Thursday, August 25, 2011

Isn't generalization special?

Individual businesses, and industries, often bounce between two extremes. On the one hand, you have businesses that offer a lot of different products. On the other hand, you have businesses that specialize in one thing.

Anyone remember Mita? This was a Japanese firm that consistently talked about how they only produced copiers. Here is an Australian Mita commercial from the 1980s.



Although I can't find any documented evidence of this, I seem to recall that Mita eventually had to tweak their message a little bit. They got into some other business - perhaps it was fax machines - and they were then forced to say that fax machines were just specialized versions of copiers, so Mita was good at those also.

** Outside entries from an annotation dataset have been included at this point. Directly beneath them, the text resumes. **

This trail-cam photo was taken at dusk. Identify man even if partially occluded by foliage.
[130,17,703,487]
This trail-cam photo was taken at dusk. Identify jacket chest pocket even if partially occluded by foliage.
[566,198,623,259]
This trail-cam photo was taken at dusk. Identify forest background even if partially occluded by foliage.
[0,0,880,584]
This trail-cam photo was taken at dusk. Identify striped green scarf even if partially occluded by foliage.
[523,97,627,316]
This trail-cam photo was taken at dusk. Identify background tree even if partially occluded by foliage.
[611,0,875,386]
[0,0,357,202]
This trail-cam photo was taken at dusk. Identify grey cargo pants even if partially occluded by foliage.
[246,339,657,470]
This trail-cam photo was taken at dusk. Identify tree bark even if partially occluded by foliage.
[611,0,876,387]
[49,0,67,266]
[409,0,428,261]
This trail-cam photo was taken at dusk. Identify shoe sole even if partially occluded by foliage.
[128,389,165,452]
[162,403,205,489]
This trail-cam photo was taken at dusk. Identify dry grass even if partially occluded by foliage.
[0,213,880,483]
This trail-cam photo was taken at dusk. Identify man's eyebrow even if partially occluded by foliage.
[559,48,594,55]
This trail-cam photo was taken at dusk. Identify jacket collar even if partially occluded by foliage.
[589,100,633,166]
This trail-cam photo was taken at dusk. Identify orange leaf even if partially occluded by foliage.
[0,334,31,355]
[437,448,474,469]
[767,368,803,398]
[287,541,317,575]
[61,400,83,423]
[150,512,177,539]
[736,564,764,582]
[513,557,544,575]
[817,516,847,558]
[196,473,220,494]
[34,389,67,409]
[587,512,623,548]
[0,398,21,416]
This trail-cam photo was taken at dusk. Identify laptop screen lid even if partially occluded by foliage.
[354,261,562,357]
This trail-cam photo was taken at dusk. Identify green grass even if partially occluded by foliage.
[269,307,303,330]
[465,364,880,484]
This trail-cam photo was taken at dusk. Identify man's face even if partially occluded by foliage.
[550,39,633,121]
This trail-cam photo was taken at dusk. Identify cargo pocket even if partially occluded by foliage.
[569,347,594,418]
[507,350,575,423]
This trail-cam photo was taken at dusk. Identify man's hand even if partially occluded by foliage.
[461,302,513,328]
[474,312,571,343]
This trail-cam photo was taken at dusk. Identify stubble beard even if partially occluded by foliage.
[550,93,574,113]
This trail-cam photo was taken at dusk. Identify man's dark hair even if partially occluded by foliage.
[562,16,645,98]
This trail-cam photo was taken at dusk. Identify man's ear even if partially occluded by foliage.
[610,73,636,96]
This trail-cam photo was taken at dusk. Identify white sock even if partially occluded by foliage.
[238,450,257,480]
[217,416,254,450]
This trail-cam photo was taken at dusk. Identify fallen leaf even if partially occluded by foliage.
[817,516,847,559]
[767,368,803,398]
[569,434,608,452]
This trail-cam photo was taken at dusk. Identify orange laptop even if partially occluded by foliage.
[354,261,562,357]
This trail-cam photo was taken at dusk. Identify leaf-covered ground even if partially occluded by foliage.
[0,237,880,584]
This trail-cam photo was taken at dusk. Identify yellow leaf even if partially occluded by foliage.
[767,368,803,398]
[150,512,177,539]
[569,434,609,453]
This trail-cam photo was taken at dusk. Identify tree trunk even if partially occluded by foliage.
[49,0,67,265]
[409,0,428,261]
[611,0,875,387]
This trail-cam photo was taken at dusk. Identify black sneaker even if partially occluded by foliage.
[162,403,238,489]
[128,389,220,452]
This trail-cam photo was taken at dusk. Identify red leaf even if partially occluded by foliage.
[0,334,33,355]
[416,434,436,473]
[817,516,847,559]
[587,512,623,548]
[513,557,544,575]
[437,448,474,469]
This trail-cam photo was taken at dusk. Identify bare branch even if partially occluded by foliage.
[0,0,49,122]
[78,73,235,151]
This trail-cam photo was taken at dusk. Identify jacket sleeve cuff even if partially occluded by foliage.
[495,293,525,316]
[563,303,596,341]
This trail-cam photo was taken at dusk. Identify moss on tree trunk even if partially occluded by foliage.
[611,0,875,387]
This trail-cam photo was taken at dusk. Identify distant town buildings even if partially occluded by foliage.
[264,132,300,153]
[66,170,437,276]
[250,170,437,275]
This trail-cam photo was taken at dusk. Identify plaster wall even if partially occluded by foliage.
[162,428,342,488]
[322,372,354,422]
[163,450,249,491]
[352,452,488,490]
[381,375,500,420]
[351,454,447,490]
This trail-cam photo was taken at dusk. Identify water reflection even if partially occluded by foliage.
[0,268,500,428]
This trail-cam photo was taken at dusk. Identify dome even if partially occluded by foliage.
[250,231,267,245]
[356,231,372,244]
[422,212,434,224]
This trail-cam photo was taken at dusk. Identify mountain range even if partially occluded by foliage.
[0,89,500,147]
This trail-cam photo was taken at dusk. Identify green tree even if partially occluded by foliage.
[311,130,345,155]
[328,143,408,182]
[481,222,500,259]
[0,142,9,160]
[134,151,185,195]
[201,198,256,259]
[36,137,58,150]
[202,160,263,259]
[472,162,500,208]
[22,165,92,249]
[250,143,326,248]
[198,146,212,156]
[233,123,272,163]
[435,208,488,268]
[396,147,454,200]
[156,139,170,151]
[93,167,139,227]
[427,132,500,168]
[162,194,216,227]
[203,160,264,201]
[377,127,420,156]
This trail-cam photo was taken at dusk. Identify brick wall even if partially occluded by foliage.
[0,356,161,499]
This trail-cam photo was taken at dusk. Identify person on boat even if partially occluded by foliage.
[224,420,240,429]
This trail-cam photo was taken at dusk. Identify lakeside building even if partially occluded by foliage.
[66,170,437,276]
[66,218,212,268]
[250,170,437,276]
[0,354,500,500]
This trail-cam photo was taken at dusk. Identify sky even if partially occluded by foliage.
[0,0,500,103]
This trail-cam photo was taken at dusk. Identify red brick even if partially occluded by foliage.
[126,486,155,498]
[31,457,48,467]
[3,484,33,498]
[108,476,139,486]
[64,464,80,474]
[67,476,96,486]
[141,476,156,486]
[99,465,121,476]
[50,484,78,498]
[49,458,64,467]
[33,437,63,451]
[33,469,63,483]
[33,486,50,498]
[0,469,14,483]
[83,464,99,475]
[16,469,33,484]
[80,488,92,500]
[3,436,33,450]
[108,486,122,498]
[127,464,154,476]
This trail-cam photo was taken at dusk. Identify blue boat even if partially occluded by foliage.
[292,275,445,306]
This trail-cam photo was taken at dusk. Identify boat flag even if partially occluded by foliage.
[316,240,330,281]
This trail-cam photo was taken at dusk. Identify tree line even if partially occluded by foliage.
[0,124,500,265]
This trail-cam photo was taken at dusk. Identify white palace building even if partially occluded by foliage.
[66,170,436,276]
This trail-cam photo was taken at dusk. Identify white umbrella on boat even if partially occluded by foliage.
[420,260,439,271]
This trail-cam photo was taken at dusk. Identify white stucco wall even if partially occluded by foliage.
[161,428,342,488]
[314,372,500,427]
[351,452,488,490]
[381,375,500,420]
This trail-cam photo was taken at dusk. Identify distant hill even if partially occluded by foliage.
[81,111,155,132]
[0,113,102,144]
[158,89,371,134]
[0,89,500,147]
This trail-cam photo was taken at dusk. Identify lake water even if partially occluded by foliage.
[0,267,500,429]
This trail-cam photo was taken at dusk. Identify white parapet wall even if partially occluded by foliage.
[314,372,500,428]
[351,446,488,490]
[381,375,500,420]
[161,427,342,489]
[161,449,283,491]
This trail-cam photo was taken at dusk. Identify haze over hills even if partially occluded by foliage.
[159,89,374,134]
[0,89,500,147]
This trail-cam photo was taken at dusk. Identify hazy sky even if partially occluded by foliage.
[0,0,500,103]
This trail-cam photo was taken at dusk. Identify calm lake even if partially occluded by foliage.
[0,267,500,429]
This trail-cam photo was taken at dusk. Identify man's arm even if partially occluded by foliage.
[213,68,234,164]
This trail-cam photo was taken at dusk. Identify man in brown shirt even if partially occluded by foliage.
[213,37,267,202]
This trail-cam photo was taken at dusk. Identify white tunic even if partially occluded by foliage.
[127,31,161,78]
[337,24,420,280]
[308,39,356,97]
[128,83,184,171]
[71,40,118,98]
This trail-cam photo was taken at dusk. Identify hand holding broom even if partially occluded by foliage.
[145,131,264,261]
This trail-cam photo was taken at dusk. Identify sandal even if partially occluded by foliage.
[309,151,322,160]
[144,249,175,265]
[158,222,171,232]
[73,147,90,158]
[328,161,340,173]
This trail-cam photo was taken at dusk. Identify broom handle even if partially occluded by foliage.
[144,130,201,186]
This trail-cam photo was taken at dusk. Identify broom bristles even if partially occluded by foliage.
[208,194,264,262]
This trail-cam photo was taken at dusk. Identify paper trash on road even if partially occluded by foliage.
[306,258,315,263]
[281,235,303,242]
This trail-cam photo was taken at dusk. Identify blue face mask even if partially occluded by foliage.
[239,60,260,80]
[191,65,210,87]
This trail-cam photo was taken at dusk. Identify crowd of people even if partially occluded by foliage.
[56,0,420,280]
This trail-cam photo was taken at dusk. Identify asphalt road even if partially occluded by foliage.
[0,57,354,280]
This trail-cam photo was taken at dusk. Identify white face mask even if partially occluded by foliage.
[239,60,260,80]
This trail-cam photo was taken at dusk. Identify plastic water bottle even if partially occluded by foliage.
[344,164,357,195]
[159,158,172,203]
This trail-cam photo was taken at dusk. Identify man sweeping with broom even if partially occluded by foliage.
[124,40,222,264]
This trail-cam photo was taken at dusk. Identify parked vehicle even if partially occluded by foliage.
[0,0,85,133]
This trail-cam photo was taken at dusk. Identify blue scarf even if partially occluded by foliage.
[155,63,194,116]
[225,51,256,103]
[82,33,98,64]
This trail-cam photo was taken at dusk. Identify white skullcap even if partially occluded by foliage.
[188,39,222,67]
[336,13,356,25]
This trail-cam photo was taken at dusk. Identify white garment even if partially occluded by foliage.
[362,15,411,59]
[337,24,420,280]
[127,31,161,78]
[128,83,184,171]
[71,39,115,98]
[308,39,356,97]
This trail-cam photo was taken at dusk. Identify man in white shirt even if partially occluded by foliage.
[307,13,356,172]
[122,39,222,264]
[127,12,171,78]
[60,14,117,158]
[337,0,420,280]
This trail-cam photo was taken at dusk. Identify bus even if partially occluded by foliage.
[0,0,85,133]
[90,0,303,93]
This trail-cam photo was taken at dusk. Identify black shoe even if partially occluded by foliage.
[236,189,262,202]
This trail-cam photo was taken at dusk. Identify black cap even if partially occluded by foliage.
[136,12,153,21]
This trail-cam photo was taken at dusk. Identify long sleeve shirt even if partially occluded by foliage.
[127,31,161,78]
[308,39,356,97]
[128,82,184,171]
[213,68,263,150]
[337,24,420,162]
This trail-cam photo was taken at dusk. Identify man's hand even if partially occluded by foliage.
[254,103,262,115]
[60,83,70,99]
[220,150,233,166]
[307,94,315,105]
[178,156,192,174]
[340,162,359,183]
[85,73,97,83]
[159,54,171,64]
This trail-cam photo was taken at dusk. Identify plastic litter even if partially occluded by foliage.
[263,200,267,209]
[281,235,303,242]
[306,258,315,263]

Well, Mita no longer exists as an independent company - Kyocera Corp bought them out in the late 1990s. And today, Kyocera Mita is all about making great...printers and multifunction devices. And the parent company is all over the map - over 20% of its sales comes from ceramic products and components.

Mita isn't the only "one product company" to go away. Jake Kuramoto cites a number of tech companies that have a variety of offerings, including Apple, Google, Facebook, Amazon, and Microsoft. One of these companies, Google, acquired a chunk of my former employer - back when I worked for Motorola, the company offered everything from AFIS to police radios to cell phones to set-top boxes. Motorola then consolidated (selling off the AFIS, dividing the radios and phones into two companies), which gave Google what it needed to expand.

The "soup to nuts" approach isn't limited to the consumer sector. Kuramoto's employer Oracle continues to expand, creating a "stack" that now goes from hardware all the way to business-specific applications.

Perhaps this is all a reflection of the economy - some companies are selling out because they can't make it alone, and other companies are buying them up as a defensive move. Of course, Motorola chose to break up rather than expand because of the economy, so the argument doesn't always hold.

So, where will we be five years from now? Will we have a number of companies providing everything to everyone, or will we have a myriad of specialty firms?